Amid a backdrop of deeply patriarchal customs and traditions, violence against women has persisted in Iraq for decades, made worse by the invasion of ISIS in 2014. Despite the need, very few protections are afforded to women who try to escape forced prostitution, trafficking and domestic violence. Iraqi legislators even went so far as to criminalize safe houses for women, fearing they would become a pretense for brothels.
According to Yanar Mohammed director of the Organization for Women’s Freedom in Iraq (OWFI), “Shelters are thought of as encouraging women to disobey their husbands and daughters to disobey their parents. This leads to the presumption that a shelter - a place where a group of immoral women reside without a male guardian - is likely a brothel.” With government policies working against them, women’s rights advocates in Iraq have had to work in secret to protect victims of abuse, creating secret shelters shielded from state and religious militias.
The apparent neglect of women’s rights shifted in 2015, when the Iraqi Parliament introduced draft legislation to address the needs of survivors of abuse, entitled the Protection Against Domestic Violence. The bill offered key provisions for survivors of violence, such as restraining orders and penalties for perpetrators, targeted services for survivors and the creation of a cross ministry committee to address domestic abuse in Iraq.
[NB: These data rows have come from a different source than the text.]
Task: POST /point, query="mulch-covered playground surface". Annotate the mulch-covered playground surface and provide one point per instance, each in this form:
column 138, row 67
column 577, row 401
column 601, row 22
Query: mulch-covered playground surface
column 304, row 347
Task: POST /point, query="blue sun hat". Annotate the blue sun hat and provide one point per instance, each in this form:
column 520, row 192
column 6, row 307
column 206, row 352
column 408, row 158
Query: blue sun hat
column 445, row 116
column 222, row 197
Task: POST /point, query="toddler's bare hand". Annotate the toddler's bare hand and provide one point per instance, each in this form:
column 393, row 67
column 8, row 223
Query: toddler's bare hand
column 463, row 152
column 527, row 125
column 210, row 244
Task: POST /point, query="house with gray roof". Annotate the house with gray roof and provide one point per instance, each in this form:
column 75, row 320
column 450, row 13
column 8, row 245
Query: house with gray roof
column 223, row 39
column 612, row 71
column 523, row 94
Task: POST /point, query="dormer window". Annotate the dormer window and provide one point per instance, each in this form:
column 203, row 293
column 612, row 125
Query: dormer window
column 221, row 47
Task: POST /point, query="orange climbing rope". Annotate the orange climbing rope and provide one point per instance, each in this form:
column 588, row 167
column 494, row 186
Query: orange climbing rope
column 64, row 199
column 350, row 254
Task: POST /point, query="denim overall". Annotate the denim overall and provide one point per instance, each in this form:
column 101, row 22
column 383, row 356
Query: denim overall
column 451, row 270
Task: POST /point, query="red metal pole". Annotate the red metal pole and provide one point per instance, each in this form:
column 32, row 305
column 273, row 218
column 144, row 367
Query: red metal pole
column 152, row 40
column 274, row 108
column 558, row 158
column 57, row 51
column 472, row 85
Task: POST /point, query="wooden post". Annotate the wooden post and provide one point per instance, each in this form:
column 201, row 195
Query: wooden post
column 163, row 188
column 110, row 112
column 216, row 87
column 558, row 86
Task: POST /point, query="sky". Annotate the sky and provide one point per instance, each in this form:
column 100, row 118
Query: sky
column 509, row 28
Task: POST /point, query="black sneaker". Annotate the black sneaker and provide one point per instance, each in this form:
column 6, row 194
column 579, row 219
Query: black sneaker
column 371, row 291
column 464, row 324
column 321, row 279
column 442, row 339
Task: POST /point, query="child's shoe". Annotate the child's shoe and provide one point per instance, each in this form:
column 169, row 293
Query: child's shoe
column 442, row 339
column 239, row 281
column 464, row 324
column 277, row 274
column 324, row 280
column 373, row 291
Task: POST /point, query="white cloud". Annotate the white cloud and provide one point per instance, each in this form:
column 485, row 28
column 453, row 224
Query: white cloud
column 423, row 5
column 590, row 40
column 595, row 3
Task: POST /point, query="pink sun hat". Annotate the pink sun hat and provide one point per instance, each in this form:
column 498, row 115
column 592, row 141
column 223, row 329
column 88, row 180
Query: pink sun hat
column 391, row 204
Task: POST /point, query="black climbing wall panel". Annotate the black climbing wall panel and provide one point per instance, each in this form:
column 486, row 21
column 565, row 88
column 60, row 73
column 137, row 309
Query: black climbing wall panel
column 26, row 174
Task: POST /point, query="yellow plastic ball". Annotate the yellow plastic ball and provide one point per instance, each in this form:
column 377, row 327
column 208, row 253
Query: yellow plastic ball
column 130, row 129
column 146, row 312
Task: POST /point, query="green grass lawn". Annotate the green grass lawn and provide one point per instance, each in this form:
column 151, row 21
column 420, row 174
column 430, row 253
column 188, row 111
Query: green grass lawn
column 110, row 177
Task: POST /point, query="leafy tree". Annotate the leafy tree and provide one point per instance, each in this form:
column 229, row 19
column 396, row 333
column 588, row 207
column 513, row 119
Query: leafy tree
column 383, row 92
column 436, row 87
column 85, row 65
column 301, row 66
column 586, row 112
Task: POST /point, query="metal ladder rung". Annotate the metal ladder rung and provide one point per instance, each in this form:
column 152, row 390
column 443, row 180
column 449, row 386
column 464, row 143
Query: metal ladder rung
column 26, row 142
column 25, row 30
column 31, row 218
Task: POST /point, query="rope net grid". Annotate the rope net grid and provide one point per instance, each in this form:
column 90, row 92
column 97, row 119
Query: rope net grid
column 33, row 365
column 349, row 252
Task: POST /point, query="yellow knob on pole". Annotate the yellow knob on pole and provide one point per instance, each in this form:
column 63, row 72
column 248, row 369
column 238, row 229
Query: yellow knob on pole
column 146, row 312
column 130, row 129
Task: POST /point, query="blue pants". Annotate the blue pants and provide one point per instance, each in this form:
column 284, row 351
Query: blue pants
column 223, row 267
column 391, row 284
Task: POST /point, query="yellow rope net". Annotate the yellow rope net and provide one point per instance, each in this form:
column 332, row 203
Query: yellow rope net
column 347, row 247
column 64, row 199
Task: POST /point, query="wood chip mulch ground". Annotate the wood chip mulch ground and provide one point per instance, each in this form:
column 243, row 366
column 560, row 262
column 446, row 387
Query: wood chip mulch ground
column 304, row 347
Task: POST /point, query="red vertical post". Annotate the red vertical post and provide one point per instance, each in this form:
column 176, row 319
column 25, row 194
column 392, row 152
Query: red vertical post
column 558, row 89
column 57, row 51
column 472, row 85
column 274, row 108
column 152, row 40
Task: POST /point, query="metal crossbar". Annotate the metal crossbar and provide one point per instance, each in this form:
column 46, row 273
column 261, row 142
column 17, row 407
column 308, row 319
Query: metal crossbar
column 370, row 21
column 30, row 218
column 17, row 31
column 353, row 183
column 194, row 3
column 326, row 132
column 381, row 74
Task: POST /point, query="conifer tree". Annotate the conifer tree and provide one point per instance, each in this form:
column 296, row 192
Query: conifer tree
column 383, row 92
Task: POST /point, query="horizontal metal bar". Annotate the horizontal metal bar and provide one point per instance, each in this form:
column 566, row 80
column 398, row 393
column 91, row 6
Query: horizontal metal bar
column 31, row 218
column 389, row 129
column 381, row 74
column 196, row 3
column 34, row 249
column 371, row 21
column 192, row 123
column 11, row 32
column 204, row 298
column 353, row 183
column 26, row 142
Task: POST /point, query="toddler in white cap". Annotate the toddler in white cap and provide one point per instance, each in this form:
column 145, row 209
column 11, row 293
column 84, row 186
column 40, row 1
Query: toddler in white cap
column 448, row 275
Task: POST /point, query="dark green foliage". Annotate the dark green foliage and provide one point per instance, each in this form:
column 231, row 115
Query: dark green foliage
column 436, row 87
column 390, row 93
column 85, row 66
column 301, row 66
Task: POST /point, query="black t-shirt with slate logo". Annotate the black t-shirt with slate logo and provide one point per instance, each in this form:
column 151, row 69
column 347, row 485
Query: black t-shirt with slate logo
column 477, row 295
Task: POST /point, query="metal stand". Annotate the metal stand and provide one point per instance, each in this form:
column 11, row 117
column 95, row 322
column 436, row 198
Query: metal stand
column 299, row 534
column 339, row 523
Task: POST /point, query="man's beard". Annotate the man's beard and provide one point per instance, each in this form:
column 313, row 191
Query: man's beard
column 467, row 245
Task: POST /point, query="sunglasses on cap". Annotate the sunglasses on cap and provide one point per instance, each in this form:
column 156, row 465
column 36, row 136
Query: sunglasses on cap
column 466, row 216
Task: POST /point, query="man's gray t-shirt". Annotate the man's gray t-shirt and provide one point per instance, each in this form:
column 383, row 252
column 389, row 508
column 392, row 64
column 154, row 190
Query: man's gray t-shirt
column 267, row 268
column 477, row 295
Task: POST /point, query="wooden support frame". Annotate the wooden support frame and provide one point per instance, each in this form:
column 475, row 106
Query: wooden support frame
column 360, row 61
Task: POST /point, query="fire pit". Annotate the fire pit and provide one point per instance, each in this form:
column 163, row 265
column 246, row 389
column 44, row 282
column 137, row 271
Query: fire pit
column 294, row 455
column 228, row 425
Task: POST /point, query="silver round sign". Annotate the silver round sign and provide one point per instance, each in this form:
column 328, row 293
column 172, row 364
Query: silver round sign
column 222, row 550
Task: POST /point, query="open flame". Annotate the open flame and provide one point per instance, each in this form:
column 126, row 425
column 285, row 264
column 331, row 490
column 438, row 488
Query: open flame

While an important step forward, the draft bill included several concerning provisions, including a clause on mandatory family reconciliation, that prompted several women’s rights advocates to denounce the bill as a cover for government promotion of social norms as opposed to a meaningful attempt to provide support and justice.1 It also did little to address the unique needs of service providers who provide direct support to survivors, particularly those providing shelter to those fleeing domestic abuse and the threat of familial violence.